# gmail.com Account aus Deutschland bekommen

## Finswimmer

Hi, 

für gcaldaemon braucht man eine @gmail.com Adresse.

Wie bekomme ich so eine Adresse, mit der ich mich auch anmelden kann? 

Ich habe eine foo@googlemail.com Adresse, aber mit foo@gmail.com kann ich mich nicht einloggen. Dies ist aber zwingend für das Programm notwendig.

Habt ihr eine Idee?

Danke

Tobi

----------

## think4urs11

a) Timemachine on und vor 5 Jahren anmelden, da ging das noch  :Wink: 

b) hast du es schonmal über einen der vielen anonymen Proxies im Ausland probiert eine foo2@gmail.com zu beantragen?

----------

## Finswimmer

a) bin ich gerade am Bauen  :Wink: 

b) habe ich schon versucht, die scheitern aber irgendwie alle :/

TOR will auch nicht...

Evtl. findet jemand den SourceCode zu GcalDaemon?

Dann könnte ich die Abfrage für gmail.com ändern.

Danke

----------

## firefly

also die sourcen sind im zip paket ( Linux compatible package) enthalten, es gibt ein ordner dev/src. Zumindestens im dem zip archiv was ich mir testweise von http://gcaldaemon.sourceforge.net/ heruntergeladen habe. Die version ist 1.0 beta16.

Laut dem code werden adresse, die auf googlemail.com, googlemail, gmail enden in <name>@gmail.com geändert.

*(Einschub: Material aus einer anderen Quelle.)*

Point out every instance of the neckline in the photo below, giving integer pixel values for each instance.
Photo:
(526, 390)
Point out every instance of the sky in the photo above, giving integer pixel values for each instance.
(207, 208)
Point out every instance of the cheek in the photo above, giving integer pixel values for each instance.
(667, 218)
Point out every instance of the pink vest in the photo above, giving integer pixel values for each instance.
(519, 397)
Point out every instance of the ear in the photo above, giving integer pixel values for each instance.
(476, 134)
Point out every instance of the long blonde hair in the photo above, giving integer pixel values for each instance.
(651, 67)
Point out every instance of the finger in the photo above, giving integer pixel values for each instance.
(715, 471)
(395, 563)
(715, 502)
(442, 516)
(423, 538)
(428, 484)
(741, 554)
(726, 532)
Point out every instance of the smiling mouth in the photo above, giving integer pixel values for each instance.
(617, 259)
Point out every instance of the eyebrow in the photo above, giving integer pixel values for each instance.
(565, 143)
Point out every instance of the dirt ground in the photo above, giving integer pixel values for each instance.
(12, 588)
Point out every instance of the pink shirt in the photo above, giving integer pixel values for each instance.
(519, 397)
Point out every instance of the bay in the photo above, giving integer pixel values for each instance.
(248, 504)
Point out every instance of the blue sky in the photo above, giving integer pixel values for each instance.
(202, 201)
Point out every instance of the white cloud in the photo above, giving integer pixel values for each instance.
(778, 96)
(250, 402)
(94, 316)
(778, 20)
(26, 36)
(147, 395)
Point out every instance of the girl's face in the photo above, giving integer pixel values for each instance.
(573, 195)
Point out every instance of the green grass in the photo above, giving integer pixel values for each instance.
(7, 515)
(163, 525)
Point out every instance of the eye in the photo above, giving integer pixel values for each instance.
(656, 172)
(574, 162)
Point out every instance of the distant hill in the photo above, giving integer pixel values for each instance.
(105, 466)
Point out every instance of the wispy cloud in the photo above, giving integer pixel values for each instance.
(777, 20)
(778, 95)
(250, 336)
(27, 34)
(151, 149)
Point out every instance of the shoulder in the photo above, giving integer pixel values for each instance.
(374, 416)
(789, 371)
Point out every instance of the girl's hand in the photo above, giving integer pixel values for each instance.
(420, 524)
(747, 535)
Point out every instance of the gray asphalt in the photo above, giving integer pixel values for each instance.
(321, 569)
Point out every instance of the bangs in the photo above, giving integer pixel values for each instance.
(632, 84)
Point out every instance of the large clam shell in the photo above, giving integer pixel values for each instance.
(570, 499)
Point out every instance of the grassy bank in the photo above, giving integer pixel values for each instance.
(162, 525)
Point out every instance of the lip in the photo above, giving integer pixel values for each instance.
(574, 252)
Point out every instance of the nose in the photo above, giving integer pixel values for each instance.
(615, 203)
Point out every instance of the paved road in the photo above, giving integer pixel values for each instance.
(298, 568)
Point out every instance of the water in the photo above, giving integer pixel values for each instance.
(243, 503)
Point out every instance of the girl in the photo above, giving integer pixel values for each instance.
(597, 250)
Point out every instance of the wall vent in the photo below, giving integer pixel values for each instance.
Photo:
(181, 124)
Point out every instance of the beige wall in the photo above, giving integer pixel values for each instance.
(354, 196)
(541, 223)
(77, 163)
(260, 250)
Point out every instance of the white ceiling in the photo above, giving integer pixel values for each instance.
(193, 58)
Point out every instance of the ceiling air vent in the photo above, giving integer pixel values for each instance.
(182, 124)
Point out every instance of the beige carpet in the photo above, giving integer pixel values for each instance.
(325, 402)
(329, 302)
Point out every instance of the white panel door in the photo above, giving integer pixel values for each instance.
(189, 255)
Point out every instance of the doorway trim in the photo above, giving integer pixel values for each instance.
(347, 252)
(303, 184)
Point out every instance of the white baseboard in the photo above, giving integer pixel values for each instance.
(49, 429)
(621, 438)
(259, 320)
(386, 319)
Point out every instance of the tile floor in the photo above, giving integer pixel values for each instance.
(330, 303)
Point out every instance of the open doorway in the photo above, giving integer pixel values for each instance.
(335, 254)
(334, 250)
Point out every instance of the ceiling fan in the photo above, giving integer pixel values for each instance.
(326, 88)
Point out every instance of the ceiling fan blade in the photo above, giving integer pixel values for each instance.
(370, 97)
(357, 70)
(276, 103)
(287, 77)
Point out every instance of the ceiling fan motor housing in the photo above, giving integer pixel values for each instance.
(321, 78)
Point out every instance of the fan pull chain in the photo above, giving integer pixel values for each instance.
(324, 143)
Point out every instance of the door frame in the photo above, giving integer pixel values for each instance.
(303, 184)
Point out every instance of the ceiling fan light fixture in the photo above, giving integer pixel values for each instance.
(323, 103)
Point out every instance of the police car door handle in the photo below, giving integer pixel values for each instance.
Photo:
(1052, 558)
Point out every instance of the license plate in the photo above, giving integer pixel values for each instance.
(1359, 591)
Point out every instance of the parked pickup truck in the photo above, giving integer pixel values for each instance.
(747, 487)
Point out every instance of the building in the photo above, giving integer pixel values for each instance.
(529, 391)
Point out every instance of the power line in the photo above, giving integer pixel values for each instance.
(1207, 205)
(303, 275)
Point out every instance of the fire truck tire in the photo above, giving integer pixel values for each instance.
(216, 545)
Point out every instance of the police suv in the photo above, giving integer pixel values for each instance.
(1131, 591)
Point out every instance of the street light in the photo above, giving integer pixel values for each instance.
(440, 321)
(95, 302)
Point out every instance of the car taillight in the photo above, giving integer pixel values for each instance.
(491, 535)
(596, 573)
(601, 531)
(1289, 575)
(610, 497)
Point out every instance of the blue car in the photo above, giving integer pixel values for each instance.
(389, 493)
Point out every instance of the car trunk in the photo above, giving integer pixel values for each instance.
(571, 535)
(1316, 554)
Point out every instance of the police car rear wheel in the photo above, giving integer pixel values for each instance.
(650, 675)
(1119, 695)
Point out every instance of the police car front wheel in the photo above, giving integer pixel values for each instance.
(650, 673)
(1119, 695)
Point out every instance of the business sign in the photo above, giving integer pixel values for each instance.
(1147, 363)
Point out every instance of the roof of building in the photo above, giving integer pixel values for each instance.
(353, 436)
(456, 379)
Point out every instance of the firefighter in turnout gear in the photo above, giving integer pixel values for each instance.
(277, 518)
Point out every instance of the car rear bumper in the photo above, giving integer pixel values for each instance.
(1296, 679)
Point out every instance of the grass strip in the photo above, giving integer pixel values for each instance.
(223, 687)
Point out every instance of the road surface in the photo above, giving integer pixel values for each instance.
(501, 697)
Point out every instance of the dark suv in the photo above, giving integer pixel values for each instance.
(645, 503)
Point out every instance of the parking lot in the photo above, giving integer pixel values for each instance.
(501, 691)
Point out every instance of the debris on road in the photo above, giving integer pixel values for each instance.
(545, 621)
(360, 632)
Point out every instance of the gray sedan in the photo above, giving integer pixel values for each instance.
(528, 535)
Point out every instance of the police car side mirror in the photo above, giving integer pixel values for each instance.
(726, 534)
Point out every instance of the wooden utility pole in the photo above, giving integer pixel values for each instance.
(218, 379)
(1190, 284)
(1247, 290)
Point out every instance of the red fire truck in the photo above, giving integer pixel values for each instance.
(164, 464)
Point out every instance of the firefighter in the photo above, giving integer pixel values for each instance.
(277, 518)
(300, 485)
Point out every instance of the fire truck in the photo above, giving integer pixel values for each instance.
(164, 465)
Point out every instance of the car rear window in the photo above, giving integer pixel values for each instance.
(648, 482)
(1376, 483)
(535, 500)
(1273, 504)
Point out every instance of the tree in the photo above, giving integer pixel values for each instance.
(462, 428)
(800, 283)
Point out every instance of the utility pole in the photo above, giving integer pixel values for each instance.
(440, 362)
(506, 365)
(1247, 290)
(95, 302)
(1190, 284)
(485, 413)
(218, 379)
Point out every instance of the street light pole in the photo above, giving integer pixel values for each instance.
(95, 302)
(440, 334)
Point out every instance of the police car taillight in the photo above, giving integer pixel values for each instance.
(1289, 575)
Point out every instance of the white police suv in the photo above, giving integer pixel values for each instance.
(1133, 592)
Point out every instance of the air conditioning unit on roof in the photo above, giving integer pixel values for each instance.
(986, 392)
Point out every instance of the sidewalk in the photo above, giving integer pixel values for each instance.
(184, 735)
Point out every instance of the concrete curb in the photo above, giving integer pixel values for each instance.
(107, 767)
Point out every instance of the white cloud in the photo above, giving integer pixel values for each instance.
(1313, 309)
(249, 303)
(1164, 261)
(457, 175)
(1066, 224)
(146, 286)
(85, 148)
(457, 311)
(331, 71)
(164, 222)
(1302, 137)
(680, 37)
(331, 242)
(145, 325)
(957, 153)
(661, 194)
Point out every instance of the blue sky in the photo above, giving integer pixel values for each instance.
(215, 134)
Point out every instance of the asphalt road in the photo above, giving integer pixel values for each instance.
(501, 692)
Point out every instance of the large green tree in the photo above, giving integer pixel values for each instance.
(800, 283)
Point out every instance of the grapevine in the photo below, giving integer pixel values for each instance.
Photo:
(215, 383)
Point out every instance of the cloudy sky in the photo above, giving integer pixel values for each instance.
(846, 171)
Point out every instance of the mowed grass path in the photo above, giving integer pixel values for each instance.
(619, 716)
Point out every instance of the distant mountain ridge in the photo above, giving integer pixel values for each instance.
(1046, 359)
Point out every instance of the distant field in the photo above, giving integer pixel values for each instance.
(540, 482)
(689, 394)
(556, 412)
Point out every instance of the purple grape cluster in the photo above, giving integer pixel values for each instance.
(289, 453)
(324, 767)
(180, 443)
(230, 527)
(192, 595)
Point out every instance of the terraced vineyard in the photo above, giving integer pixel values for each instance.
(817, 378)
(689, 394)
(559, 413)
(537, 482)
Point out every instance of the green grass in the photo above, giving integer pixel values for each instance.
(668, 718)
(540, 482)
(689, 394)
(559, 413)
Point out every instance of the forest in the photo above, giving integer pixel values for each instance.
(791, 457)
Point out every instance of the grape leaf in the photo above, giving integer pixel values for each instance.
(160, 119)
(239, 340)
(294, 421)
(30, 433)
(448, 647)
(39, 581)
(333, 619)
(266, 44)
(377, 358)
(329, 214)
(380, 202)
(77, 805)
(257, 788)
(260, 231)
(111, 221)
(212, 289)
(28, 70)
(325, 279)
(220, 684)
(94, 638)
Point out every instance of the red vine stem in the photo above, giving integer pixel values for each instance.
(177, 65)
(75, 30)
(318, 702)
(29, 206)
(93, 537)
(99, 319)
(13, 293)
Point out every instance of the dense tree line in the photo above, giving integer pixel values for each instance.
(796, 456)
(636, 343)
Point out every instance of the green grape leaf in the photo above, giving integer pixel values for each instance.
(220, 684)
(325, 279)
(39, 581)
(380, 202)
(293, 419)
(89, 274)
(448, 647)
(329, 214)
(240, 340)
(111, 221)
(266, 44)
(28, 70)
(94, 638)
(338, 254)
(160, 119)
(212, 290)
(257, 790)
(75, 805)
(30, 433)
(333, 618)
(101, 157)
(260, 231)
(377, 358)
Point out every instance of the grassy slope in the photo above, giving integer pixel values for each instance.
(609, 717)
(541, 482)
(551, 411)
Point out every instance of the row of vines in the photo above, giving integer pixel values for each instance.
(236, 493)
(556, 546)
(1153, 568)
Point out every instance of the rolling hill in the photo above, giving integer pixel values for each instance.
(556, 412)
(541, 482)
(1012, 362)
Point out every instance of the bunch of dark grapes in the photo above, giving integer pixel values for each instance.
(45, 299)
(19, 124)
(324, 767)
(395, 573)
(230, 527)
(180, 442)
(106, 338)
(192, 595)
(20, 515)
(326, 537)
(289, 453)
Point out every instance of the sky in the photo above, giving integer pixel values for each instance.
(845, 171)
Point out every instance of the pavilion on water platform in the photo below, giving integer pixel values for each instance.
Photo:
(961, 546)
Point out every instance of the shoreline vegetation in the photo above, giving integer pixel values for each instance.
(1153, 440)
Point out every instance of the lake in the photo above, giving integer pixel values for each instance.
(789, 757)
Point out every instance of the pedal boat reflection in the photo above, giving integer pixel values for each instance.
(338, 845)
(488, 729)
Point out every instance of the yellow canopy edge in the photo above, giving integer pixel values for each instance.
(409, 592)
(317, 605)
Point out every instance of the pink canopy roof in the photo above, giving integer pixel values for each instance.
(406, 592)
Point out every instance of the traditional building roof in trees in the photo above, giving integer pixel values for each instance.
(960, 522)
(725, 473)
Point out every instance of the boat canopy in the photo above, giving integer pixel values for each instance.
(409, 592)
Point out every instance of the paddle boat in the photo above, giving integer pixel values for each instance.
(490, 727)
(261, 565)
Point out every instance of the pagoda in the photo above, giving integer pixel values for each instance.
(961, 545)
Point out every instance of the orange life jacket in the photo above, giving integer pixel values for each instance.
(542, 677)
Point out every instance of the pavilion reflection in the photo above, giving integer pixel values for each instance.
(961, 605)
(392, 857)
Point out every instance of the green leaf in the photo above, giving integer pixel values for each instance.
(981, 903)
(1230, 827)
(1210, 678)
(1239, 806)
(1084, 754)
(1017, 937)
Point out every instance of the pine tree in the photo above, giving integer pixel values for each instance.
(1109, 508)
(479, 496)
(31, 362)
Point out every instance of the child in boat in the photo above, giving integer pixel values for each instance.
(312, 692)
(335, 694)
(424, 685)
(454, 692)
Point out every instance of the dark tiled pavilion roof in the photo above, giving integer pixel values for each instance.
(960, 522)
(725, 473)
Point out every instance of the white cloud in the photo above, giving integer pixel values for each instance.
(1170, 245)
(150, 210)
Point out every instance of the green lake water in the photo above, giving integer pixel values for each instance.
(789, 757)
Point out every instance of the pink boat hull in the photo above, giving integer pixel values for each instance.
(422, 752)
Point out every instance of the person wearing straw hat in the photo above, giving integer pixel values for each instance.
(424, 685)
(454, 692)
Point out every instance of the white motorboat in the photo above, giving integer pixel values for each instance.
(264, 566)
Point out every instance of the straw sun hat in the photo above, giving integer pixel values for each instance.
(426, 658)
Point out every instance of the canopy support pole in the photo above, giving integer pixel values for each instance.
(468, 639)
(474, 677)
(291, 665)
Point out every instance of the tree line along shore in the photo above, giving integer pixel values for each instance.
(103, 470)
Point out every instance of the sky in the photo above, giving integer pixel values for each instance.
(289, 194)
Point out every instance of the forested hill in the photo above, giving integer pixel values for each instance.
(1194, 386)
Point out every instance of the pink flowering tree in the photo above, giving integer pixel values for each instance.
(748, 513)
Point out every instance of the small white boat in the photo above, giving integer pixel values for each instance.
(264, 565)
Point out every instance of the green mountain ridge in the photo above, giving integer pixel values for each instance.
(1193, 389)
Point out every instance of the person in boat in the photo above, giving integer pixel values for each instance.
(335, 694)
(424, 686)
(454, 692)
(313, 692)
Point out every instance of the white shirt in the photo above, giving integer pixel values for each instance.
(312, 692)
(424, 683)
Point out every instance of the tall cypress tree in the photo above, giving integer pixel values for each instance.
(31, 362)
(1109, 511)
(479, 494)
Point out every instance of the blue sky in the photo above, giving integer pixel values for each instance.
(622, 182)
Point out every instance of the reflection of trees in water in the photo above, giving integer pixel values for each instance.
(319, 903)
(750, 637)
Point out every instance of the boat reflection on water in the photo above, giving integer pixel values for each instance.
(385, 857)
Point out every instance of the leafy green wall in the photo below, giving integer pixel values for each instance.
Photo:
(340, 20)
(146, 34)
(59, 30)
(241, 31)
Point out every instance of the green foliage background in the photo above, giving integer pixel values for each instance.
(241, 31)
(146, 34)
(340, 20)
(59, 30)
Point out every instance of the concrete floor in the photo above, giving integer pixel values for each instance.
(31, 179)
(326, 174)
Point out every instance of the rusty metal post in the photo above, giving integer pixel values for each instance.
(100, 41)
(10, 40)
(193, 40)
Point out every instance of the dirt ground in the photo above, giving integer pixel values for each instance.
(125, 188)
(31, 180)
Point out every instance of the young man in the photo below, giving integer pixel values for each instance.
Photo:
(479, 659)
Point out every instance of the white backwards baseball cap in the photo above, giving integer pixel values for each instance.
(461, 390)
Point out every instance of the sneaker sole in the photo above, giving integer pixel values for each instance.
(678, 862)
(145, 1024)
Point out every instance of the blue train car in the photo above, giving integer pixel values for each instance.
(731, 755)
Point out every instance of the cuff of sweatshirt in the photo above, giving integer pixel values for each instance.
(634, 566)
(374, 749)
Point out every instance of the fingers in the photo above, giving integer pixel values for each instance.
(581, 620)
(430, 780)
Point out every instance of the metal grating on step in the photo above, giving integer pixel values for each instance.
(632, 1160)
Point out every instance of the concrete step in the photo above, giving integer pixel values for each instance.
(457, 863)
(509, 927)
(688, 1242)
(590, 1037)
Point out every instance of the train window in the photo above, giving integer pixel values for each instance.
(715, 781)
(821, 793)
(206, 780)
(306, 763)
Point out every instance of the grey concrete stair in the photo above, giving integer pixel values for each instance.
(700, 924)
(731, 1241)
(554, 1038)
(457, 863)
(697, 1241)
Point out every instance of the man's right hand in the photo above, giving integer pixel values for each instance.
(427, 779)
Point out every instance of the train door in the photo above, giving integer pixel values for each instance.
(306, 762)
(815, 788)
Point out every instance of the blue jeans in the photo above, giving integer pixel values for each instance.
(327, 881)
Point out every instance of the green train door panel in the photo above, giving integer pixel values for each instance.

Ansonsten wird die adresse nicht verändert.

----------

## firefly

noch was interessantes: http://sourceforge.net/projects/gcaldaemon/forums/forum/643349/topic/3247803?message=7306256

----------

## Finswimmer

Hmm.

Ich habe es nun so gemacht, wie derjenige aus dem Forum beschrieben hat.

Aber irgendwie will es immer noch nicht. Bei DEBUG werden immernoch 0 Kontakte angezeigt :/

Tobi

----------